The life cycle and size of a ‘large Chinese family’ consisting of uncles, aunts, first and second cousins undergo a gradual decline as a result of the one-child policy, which prevented an estimated between 400-600 million births. The tribal and clan-like nature of the Chinese family provided the society with connections, capital, information, and confidence necessary to reduce the risk of commercial failure. Such a favourable environment increased the chances of taking high-risk, high-reward business decisions, contributing to China’s impressive nearly 3-decades long GDP growth. The recent relaxation of the one-child policy will slow the abovementioned processes, but will not stop, nor reverse them. This change will be of fundamental importance for the functioning of the Chinese economy. The changing structure of the family, aging population, reduced share of production age workforce, rural areas population moving to cities will have an enormous effect on China’s state funds distribution.

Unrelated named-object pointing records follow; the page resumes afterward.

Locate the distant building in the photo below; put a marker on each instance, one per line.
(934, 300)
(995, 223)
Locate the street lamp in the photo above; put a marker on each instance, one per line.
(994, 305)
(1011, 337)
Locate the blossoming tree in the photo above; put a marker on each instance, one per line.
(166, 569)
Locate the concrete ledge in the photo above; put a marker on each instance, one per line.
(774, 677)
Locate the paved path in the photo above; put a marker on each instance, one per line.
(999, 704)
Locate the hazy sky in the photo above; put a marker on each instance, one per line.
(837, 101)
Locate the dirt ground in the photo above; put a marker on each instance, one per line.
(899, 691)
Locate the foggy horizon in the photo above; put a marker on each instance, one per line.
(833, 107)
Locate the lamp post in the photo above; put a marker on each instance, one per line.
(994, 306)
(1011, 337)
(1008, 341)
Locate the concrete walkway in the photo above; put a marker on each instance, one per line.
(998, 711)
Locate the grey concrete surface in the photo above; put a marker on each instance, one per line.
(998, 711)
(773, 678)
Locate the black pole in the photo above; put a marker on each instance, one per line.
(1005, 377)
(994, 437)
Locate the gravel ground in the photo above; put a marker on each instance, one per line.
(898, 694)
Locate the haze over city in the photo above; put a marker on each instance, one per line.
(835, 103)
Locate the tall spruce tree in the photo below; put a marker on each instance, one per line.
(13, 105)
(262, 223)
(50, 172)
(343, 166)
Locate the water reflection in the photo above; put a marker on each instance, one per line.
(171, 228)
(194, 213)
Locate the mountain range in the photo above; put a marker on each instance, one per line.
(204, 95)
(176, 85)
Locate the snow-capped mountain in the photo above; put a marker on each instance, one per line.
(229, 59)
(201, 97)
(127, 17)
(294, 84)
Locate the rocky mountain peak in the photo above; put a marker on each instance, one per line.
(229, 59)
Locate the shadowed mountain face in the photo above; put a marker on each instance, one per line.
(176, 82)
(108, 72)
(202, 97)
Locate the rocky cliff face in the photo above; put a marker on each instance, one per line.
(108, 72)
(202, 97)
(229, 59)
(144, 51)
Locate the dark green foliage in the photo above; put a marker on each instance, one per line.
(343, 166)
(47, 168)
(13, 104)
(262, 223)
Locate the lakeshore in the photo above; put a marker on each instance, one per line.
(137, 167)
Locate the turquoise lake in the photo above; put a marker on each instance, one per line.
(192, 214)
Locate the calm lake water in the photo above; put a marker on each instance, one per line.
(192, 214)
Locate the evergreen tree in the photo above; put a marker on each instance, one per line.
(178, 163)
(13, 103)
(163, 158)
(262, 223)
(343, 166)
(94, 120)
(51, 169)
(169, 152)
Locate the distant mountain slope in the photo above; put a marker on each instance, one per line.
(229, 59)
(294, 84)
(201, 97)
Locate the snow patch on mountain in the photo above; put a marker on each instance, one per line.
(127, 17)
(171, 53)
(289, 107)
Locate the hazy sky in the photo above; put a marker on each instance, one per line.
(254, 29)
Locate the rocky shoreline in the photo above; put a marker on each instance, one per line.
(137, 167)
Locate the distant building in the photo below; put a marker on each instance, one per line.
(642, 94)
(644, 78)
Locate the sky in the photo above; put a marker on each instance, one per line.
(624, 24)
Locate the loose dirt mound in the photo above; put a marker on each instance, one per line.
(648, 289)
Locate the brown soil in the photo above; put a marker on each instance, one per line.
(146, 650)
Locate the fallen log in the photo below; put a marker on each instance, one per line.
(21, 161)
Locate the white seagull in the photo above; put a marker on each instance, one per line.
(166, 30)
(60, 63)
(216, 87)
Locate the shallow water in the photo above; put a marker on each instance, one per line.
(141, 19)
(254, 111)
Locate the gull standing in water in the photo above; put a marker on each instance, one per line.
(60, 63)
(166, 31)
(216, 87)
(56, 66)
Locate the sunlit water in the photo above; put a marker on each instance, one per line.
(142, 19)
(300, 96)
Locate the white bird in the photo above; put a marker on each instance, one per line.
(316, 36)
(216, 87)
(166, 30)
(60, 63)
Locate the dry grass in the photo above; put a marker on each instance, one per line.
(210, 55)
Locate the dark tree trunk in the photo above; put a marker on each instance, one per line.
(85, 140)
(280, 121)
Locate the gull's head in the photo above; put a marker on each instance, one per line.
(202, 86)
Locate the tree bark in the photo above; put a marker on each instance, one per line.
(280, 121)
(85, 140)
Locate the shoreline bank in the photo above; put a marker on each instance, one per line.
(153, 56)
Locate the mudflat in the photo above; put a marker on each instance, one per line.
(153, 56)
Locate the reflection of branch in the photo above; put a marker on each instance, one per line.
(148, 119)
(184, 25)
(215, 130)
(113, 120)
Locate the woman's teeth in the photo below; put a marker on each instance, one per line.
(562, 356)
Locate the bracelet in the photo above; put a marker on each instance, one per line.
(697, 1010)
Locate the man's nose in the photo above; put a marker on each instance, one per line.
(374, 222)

The slowing economy and growing unemployment will translate into rapidly growing social needs. China will require an investment of more significant amounts in social politics to maintain stability. That will impact China’s capability to invest in development and business project and further curb GDP growth.
Conclusion
The main motivation stimulating the aggressive foreign policy is to divert attention away from the increasingly more visible domestic problems resurfacing ever more frequently in the international and Chinese research, academia, and policymaker’s discourse. It is a multi-faceted project aiming to gain popular support by reinstating China’s pride and greatness lost to Western powers during the ‘Age of humility’. China cannot afford to look weak at home. Beijing is compelled to act strongly and decisively abroad. The assertiveness will not fade away. It may go through phases of apparent benevolence, but having in mind China’s domestic challenges and population’s awakened ambitions, Beijing will not be able to return from once espoused strategy.